Chief executive officer David Denison said the CPPIB was able to take advantage of the aftermath of the financial crisis last year to acquire assets in private equity, real estate and infrastructure at good valuations.

"Unlike many other investors, we did not suffer from capital or liquidity constraints last year," Mr. Denison said in a statement. "In fact, our experience investment teams completed a number of significant transactions during the year."

Despite the improved returns, however, the CPPIB's 10-year annual average return of 5.5 per cent is below the estimated levels needed over the next 75 years to ensure the CPP is sustainable over the long term at its current contribution rate.

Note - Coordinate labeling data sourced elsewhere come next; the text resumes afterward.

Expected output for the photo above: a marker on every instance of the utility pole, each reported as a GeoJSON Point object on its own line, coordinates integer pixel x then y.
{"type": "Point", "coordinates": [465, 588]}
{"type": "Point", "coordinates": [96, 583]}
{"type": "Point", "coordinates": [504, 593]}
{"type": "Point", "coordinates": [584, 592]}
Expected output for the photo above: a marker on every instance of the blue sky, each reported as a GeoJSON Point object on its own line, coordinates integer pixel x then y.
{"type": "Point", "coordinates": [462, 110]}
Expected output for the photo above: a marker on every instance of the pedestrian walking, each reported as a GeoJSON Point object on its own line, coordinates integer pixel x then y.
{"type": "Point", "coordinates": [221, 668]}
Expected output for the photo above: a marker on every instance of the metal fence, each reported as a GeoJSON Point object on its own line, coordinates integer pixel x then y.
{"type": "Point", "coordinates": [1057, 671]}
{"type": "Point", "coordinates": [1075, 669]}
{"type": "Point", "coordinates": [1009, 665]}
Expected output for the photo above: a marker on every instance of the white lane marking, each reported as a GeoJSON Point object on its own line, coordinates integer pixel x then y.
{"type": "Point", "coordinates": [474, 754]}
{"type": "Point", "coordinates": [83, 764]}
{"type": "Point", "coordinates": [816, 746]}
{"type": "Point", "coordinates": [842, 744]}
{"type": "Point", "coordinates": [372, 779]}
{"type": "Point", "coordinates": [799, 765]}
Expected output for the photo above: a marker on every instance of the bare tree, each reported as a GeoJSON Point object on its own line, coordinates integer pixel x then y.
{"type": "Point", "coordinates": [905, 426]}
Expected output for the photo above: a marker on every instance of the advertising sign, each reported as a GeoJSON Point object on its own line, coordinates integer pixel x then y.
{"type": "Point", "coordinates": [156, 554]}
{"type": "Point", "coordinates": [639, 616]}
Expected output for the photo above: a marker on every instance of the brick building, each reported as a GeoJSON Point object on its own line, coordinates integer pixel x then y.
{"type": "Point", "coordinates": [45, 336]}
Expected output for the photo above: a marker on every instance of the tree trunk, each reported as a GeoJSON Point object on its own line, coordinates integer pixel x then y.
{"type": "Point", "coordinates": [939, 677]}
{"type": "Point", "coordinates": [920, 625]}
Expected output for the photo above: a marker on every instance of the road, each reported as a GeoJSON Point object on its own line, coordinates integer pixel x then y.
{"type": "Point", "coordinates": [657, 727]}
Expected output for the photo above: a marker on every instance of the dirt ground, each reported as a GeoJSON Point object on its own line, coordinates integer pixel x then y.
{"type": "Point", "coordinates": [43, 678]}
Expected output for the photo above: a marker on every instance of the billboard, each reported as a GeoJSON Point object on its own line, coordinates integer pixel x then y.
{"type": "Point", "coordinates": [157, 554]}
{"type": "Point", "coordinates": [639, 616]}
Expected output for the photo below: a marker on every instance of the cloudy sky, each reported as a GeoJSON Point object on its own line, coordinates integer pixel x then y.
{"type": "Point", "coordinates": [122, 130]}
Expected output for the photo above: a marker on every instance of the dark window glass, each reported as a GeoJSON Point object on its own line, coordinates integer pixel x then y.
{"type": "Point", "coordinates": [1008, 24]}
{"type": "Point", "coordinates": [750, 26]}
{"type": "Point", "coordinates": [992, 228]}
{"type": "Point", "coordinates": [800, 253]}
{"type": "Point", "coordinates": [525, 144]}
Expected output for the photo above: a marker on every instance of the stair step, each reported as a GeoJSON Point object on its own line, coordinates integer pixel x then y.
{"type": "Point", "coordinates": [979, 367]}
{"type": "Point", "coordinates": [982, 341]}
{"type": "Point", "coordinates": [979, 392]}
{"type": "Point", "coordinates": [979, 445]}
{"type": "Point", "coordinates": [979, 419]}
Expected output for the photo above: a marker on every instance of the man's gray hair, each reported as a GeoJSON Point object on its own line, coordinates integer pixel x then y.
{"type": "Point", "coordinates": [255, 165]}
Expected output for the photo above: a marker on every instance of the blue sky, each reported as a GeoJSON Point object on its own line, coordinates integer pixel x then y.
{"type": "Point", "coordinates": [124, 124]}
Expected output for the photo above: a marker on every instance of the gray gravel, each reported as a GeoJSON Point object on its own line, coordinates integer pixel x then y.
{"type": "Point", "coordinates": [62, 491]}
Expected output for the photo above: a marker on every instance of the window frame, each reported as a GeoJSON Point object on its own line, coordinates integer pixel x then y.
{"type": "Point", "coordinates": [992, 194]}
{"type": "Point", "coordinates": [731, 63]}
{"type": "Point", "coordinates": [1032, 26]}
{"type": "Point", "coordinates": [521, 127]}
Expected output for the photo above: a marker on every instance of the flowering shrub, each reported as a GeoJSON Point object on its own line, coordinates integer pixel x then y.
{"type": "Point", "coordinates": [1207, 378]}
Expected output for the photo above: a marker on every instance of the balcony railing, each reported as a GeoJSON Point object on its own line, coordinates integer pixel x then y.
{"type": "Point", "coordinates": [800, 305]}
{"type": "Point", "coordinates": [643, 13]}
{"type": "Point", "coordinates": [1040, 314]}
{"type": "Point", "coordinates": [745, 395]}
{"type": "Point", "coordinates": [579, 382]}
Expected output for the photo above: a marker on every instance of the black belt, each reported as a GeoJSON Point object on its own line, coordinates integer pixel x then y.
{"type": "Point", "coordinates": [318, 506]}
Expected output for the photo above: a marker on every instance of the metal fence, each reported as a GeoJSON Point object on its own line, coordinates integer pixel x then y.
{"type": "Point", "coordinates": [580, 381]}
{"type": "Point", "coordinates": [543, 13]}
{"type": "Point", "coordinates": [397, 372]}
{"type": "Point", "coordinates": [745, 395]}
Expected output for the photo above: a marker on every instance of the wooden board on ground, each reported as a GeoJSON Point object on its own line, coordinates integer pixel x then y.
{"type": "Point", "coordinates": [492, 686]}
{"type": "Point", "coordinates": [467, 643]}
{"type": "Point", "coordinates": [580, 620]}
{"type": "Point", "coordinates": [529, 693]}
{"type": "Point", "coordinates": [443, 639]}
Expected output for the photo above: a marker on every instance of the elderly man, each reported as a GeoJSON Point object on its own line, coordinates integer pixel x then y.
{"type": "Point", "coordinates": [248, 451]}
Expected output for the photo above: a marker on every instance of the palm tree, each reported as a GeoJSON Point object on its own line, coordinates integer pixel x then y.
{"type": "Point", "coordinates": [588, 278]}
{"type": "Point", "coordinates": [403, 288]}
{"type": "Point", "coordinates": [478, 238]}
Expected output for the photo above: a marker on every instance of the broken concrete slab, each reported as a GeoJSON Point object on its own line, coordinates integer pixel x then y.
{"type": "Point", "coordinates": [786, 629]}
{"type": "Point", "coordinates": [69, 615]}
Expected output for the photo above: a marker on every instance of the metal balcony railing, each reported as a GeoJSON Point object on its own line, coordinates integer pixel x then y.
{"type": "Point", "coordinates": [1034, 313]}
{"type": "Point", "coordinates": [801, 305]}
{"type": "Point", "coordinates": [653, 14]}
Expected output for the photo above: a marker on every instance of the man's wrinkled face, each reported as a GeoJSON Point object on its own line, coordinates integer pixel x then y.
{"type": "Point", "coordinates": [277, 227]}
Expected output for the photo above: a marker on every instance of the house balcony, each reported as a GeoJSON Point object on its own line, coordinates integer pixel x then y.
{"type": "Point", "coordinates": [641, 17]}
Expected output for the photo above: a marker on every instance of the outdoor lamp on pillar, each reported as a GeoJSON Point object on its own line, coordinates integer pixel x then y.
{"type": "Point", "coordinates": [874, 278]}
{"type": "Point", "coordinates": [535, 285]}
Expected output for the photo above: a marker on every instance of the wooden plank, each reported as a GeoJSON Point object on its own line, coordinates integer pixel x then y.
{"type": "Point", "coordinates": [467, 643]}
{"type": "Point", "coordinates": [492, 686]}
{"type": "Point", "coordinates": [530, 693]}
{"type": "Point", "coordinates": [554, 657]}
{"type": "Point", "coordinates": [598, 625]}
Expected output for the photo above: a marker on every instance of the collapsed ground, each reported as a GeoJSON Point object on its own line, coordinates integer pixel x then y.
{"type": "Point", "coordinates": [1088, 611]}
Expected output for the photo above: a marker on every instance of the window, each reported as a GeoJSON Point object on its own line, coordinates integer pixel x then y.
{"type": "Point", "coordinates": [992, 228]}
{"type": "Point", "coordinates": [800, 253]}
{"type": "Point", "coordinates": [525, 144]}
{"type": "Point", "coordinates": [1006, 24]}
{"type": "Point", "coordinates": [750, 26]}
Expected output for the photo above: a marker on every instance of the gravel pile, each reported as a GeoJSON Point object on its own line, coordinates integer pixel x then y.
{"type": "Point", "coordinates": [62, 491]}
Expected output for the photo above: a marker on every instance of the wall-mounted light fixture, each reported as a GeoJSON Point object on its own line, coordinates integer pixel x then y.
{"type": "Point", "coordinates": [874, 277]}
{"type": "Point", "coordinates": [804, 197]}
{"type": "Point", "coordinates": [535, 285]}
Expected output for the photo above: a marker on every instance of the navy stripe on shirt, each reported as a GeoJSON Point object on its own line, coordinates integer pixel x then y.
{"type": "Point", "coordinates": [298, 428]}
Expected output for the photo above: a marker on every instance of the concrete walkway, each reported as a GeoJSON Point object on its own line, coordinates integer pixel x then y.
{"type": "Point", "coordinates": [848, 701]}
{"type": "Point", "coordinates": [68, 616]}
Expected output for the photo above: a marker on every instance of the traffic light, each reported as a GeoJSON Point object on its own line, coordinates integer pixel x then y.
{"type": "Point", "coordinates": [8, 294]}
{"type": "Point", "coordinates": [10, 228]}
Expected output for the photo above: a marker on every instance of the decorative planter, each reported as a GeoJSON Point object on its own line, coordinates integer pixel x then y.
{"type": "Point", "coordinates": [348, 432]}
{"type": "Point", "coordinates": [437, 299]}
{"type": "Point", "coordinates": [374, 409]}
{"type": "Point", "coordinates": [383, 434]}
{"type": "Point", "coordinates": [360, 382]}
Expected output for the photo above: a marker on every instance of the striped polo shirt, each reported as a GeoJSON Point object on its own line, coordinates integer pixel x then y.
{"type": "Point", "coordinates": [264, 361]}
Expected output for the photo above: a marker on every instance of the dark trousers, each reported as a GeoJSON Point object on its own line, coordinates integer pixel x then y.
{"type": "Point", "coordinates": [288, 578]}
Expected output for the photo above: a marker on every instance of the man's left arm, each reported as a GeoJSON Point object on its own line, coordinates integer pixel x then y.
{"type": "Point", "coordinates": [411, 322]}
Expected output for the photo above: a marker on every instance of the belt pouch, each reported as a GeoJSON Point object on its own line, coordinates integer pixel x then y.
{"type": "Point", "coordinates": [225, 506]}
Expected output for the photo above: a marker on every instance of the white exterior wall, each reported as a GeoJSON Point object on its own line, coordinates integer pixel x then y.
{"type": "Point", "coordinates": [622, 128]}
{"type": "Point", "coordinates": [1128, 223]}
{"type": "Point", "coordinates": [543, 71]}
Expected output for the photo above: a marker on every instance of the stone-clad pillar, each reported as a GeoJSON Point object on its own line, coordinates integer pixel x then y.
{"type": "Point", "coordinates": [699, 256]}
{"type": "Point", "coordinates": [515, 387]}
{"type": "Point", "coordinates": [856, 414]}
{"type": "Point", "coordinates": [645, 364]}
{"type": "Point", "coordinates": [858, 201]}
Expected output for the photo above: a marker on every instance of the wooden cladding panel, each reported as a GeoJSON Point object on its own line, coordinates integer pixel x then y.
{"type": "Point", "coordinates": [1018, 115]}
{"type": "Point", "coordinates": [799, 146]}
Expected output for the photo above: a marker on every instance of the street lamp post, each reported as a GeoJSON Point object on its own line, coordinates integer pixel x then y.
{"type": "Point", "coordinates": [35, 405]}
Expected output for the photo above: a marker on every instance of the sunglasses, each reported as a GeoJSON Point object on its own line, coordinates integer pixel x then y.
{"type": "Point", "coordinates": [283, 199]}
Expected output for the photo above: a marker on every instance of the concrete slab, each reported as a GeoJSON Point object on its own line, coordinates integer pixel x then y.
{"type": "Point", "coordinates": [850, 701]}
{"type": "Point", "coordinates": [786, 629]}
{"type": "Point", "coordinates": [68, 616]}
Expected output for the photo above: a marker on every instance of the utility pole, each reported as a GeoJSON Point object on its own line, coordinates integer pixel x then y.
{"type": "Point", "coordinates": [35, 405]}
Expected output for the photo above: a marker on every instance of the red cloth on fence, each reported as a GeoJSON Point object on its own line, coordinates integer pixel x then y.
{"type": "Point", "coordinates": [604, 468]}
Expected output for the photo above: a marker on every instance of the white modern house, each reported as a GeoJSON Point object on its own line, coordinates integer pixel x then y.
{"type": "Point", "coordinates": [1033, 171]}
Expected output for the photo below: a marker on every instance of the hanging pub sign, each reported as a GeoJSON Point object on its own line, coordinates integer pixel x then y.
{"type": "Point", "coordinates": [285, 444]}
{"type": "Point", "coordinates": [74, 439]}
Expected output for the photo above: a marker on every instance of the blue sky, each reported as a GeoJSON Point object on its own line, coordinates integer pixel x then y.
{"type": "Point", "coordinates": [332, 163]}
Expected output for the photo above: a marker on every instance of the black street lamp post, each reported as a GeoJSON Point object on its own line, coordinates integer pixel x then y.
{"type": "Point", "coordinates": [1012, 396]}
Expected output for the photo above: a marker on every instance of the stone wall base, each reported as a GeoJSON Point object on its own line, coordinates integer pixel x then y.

Canada's chief actuary has estimated the CPPIB needs to earn at least 4.2 per cent annually after inflation to meet its funding needs. With inflation averaging about two per cent over the past decade, that means annual returns would have had to be about 6.2 per cent to meet required targets.

In an interview Thursday, Mr. Denison said the fund is "fully sustainable" and he is confident the long-term target is still attainable over the 75-year time frame facing the fund.

He noted the CPPIB was created only 10 years ago, and since its inception global equity markets have posted their worst returns of the past 200 years. The fund has still earned returns close to its needed levels of performance.

"If the Canada Pension Plan had started investing assets at the beginning of the 1990s, on a cumulative basis we would be way above the 4.2-per-cent real rate of return on a 20-year basis," he said.

"You have to take these [return]snapshots, but I think there's a high degree of conviction that over the longer period of time the kind of asset mix we have in the fund will earn 4.2 per cent real rate of return - hopefully well above that."

The CPPIB also reported Thursday that Mr. Denison earned total compensation of $2.99-million in fiscal 2010, up 2 per cent from $2.92-million in 2009. The four top executives as a group earned $9.57-million last year, up 12 per cent from $8.52-million last year.

The fund faced criticisms last year for paying bonuses to executives despite posting a 19-per-cent loss for the year.